IgnoredAmbience / yahoo-group-archiver

Scrapes and archives a Yahoo groups email archives, photo galleries and file contents using the non-public API
MIT License
93 stars 45 forks source link

Need canonical upstream repo #20

Closed d235j closed 5 years ago

d235j commented 5 years ago

Right now there are several divergent forks. This isn't the best for coordinating development.

A number of people in the #yahoosucks channel on EFnet IRC are working on this.

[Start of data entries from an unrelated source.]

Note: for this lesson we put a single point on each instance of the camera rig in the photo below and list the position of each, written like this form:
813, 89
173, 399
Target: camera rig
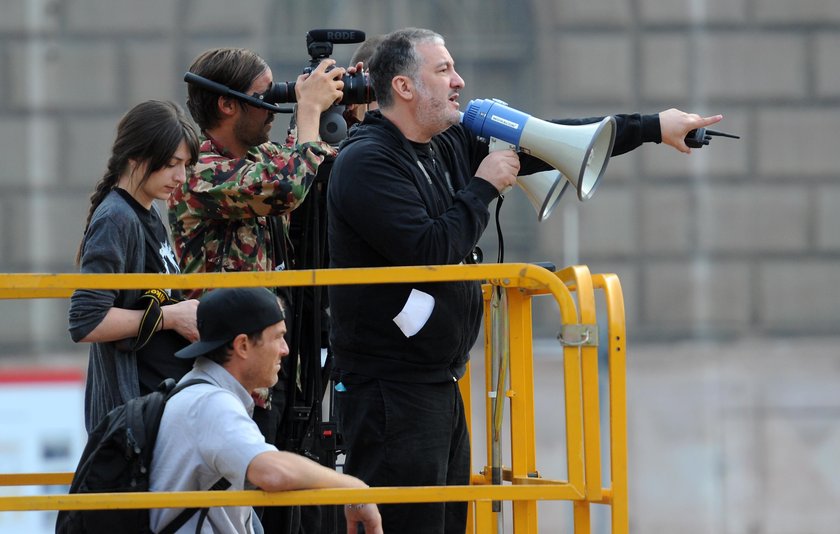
319, 44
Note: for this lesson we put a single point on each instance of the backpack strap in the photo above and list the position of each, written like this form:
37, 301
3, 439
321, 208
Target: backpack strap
220, 485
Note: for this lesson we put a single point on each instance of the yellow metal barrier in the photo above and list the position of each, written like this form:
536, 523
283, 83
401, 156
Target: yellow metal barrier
524, 483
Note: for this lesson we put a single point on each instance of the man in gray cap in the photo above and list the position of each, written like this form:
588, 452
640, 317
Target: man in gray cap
207, 433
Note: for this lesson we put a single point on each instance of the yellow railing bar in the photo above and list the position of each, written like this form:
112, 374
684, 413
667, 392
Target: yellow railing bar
617, 350
382, 495
521, 282
35, 285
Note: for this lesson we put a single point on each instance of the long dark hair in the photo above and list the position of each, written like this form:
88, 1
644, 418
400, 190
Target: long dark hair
236, 68
149, 133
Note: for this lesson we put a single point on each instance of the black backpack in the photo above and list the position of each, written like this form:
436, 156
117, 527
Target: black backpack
118, 458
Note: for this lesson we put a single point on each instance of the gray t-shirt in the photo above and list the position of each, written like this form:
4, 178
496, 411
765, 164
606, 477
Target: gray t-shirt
207, 433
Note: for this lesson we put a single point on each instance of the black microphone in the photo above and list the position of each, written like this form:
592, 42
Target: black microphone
335, 36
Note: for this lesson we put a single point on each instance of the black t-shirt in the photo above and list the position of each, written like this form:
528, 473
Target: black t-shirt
156, 360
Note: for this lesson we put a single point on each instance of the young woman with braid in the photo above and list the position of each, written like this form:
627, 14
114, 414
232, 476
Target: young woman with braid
134, 333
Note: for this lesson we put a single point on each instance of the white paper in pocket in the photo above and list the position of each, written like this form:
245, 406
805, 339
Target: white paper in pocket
417, 310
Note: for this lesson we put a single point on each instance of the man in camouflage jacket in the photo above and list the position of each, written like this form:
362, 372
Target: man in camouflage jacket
229, 214
221, 218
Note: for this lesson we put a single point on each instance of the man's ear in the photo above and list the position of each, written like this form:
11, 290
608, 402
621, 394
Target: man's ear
240, 345
227, 105
403, 87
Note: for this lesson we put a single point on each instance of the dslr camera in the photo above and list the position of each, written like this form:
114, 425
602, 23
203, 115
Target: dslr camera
357, 88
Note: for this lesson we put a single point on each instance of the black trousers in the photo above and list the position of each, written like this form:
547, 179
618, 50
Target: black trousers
403, 434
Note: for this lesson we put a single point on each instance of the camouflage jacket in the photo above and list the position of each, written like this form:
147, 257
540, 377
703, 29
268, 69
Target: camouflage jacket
219, 219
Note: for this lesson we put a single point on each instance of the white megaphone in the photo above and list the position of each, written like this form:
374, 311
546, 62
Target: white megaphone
580, 153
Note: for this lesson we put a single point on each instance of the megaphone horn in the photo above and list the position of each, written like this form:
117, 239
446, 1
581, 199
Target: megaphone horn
580, 153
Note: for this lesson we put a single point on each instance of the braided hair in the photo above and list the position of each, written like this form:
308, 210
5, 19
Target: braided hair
149, 133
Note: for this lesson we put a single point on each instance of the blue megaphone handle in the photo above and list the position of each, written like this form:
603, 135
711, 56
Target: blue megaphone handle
492, 118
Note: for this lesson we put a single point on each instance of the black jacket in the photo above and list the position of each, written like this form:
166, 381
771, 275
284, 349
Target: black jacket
383, 211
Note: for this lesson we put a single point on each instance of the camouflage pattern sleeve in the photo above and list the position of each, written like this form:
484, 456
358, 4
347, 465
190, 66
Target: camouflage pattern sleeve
270, 180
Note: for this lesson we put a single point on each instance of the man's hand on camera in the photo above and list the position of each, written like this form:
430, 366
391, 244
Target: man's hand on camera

Additionally there is a repo under @ArchiveTeam that will be used.

What should we use as the best / canonical upstream?

IgnoredAmbience commented 5 years ago

I'm happy for @archiveteam to be the canonical repository for this project, I've not really got the time to support this project.

On Mon, 21 Oct 2019, 23:58 David Ryskalczyk, notifications@github.com wrote:

Right now there are several divergent forks. This isn't the best for coordinating development.

A number of people in the #yahoosucks channel on EFnet IRC are working on this. Additionally there is a repo under @ArchiveTeam https://github.com/ArchiveTeam that will be used.

What should we use as the best / canonical upstream?

— You are receiving this because you are subscribed to this thread. Reply to this email directly, view it on GitHub https://github.com/IgnoredAmbience/yahoo-group-archiver/issues/20?email_source=notifications&email_token=AAAYB657JFDCLT4IA2F2DNLQPYXYZA5CNFSM4JDHMQ32YY3PNVWWK3TUL52HS4DFUVEXG43VMWVGG33NNVSW45C7NFSM4HTLGCYA, or unsubscribe https://github.com/notifications/unsubscribe-auth/AAAYB6YOQM3RZ4U5HQY4PETQPYXYZANCNFSM4JDHMQ3Q .

IgnoredAmbience commented 5 years ago

Slight change of mind, I plan to attempt a merge of the @archiveteam repo tomorrow (#21), and to then check the relevance of other PRs open against this repo, and content of other forks.

Likely to keep an option in for eml output mode, even if this does complicate the code.

Will stay on IRC to monitor archiveteam plans. Still happy for @archiveteam repo to become canonical (unsure best way to achieve this).

IgnoredAmbience commented 5 years ago

ArchiveTeam repo has now been merged in here, now working through bug reports on this repo.

dossy commented 5 years ago

Kinda disappointed that you merged in the removal of mbox-file style files (which can easily be turned into a maildir layout) in favor of ArchiveTeam's JSON change.

There's plenty of off-the-shelf tools for handling mbox/maildir (threaded viewers, email clients, etc.) ...

This is why open source is great: we can all have our own forks :)

d235j commented 5 years ago

@dossy we were running into encoding issues and at the moment, due to the shutdown timeline, accurate archival is higher priority than convenient viewing.

The plan is to add a separate json to mbox script. We'll definitely accept a PR giving us this!

IgnoredAmbience commented 5 years ago

As noted, intending to readd it as subsequent pass. Tbh, I should have reviewed some of the code pulled in from archive team more carefully, as it's making life harder in some places, rather than easier.

IgnoredAmbience commented 5 years ago

@dossy Is it ok if I integrate your changes into this repo?

dossy commented 5 years ago

@IgnoredAmbience I don't know how much work it'll be to integrate now that you merged in the ArchiveTeam changes, but if you have the time and inclination to do that work, go for it!